Half-submerged alligators rely on the sensory array to pinpoint splashes, whether caused by a fallen hatchling or an animal stooping for a drink, Soares said.

“These are armored creatures, but they have developed this elegant way to be sensitive to their environment,” she said. Her study appears in today’s issue of the journal Nature.

Fossil evidence suggests the sensory ability emerged 200 million years ago in the ancestors of modern alligators.

Soares first noticed the honeycomb of bumps while sitting atop an 8-foot bull alligator “hog-tied and duct-taped” in the back of a pickup truck as they bounced down a Louisiana back road. She had been studying the auditory similarities alligators share with birds.

Previous research described the bumps simply as sensory organs but did not elaborate. Soares, her curiosity piqued, began studying Louisiana alligators she had flown to laboratories in Maryland and Massachusetts.

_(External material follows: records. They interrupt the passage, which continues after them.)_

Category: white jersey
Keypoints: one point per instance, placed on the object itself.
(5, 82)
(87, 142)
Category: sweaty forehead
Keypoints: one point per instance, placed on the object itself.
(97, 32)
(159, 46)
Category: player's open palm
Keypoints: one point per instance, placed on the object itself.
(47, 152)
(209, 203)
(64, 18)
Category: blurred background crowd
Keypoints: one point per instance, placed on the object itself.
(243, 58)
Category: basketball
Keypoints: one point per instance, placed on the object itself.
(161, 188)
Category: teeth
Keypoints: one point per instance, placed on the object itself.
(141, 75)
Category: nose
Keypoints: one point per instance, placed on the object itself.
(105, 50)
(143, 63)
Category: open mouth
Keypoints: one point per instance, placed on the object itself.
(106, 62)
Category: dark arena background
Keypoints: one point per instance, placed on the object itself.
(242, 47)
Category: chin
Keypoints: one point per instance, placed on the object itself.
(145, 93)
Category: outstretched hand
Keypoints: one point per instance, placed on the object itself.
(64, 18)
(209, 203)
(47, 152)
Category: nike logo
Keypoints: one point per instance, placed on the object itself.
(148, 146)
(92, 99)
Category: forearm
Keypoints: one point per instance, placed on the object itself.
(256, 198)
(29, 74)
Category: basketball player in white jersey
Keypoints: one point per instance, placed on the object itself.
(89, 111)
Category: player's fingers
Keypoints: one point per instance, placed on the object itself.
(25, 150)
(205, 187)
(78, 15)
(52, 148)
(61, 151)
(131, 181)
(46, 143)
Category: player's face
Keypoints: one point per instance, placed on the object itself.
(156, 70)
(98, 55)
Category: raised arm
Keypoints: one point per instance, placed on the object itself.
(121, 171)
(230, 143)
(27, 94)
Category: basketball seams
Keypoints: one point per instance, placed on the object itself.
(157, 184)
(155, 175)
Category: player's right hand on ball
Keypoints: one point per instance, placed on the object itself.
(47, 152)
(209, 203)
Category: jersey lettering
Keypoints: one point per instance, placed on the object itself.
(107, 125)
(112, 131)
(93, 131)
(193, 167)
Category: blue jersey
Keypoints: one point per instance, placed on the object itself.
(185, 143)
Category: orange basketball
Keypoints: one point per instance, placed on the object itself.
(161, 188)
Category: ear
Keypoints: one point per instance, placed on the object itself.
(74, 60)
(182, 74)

She found the nerve endings in each bump fed through the bone and led to the largest nerve in the alligator’s skull – a nerve so big she initially mistook it for a muscle.

Creating ripples in the tank where anesthetized alligators floated, half-submerged, stimulated the nerve in a way light, electricity, food and other stimuli did not, she said. When she dribbled water into the darkened tank, the alligators would lunge toward the spot.

To ensure it was the dripping that provoked the reaction, she plugged the animals’ ears with petroleum jelly. Even without hearing or seeing, and with nothing to smell, the gators would pounce repeatedly, even on a single drop.

“Once they sense a drop of water, they go toward it and bite it. Some kept biting it. They didn’t believe there was nothing there,” Soares said.